Now millionaires, these coaches were once in the same shoes as those in the audience. The three-day clinics offer 24 hours of instruction, taught mostly by high school and small-college coaches. Of course, the headliners are the main attraction.
Before Richt begins his presentation, he tells the group he might be interrupted by a phone call from a recruit who is expected to sign. He talks about the play-action passing game and scribbles plays that are projected on a big screen. As he grabs a football to illustrate a point, his phone rings. It’s Mississippi Gulf Coast Community College nose tackle John Jenkins, who is from Meriden, Conn.
“I’m in Long Island, N.Y., at a Nike clinic talking about the QB-center exchange. But I’m taking your call,” Richt tells Jenkins.
….Richt heads to his laptop to show game film. The coaches lean closer. In a darkened room with film running, this particular species — the sweatsuit-wearing sapien — is in its natural habitat.He shows plays from previous seasons, interspersing X’s and O’s with lighthearted commentary. After one receiver repeatedly drops the ball, Richt jokes, “This guy would make a lot more money if he could catch. I’m not telling you who he is because his mom would get mad at me.”

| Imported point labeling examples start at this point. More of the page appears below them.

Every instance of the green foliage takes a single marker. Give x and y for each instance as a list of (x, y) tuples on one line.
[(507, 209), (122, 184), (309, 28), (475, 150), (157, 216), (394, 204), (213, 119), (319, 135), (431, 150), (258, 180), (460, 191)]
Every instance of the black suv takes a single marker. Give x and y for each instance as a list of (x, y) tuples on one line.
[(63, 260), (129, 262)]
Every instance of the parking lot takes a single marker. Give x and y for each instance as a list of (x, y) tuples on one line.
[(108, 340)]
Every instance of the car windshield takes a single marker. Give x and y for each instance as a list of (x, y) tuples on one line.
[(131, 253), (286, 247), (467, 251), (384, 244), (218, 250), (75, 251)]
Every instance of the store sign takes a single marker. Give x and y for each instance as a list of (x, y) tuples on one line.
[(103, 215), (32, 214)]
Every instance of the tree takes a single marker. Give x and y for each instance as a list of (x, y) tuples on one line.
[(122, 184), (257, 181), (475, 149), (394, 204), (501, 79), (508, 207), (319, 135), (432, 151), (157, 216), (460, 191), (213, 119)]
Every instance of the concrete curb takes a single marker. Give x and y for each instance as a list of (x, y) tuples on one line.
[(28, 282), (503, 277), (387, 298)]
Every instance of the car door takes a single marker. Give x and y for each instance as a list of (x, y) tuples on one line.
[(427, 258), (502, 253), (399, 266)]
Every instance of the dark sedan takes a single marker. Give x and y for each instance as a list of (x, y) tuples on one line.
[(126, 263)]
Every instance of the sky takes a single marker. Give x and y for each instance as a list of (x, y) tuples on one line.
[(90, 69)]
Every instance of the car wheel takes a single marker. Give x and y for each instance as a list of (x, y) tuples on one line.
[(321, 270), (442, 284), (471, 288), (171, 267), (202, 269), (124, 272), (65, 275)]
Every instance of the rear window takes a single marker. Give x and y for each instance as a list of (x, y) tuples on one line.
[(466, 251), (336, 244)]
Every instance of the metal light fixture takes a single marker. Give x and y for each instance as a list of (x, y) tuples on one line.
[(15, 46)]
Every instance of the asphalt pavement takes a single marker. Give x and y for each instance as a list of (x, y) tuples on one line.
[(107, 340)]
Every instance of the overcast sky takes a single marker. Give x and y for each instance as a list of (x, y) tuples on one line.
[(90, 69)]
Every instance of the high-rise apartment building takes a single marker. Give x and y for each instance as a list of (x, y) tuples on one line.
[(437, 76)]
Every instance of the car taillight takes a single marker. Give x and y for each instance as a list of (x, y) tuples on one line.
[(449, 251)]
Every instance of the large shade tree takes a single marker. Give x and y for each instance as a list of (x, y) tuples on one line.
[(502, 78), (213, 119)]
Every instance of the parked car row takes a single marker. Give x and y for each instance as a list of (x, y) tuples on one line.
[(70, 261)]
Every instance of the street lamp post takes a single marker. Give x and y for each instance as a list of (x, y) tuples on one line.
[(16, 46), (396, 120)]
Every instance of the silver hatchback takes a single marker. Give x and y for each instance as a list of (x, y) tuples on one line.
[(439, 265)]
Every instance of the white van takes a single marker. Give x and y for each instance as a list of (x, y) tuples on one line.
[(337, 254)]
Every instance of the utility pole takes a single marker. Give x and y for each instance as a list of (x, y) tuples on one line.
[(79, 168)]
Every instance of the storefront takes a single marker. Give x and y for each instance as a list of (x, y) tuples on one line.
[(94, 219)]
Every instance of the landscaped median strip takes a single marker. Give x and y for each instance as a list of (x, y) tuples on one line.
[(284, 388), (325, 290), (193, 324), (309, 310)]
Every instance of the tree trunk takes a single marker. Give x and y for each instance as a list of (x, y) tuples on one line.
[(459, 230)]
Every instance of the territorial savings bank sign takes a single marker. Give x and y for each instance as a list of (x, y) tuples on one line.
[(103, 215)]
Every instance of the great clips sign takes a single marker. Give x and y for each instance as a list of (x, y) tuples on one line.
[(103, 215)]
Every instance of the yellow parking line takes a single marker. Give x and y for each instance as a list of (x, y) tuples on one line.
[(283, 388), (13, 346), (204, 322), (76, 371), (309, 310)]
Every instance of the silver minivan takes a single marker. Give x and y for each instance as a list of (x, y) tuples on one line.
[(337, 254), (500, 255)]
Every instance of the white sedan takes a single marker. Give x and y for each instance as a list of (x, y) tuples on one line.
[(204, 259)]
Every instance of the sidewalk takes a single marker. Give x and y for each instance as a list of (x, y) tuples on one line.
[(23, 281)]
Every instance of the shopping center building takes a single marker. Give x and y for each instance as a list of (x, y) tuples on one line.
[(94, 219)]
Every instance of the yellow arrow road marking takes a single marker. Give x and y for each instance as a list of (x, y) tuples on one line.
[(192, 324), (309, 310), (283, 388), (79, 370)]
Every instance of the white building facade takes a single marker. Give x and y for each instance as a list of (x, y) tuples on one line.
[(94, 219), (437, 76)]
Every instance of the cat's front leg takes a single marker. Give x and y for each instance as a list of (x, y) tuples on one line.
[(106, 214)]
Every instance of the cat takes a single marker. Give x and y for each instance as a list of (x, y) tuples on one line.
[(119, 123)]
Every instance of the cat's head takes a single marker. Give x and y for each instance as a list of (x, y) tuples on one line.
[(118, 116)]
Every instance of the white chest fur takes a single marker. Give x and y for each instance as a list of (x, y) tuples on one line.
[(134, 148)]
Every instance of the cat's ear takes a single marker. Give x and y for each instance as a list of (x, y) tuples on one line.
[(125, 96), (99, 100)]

Before his time ends, he says, “Don’t lose sight of the fact that we’re educators. That we serve as fathers to these men. Even if they have a father, they will listen to you more than their dad.” He talks about character and backing up words with action. “God bless you all. Have a good day,” Richt says as the crowd applauds. “And if you have a guy that wants to play for Georgia, give me a call.”
(h/t Blutarsky.)
One, Richt is a good guy — that’s obvious to everyone who has dealt with him. Second, I look at this as some kind of positive externality — it might be a bit weird that these guys are contractually obligated to do these clinics and don’t necessarily do them out of the goodness of their heart or for an extra $100 bucks, but I always found the clinics helpful (as much for the smaller college and high school guys as the big name ones) and the manuals are a great resource too. Football coaching is a strange pyramid or tournament. That’s why I don’t mind guys trying to cash in when they can — most put in decades of a nomad lifestyle bouncing from school to school, and your continued livelihood is placed firmly in the hands of very capable nineteen year-olds, and if that isn’t job security I don’t know what is.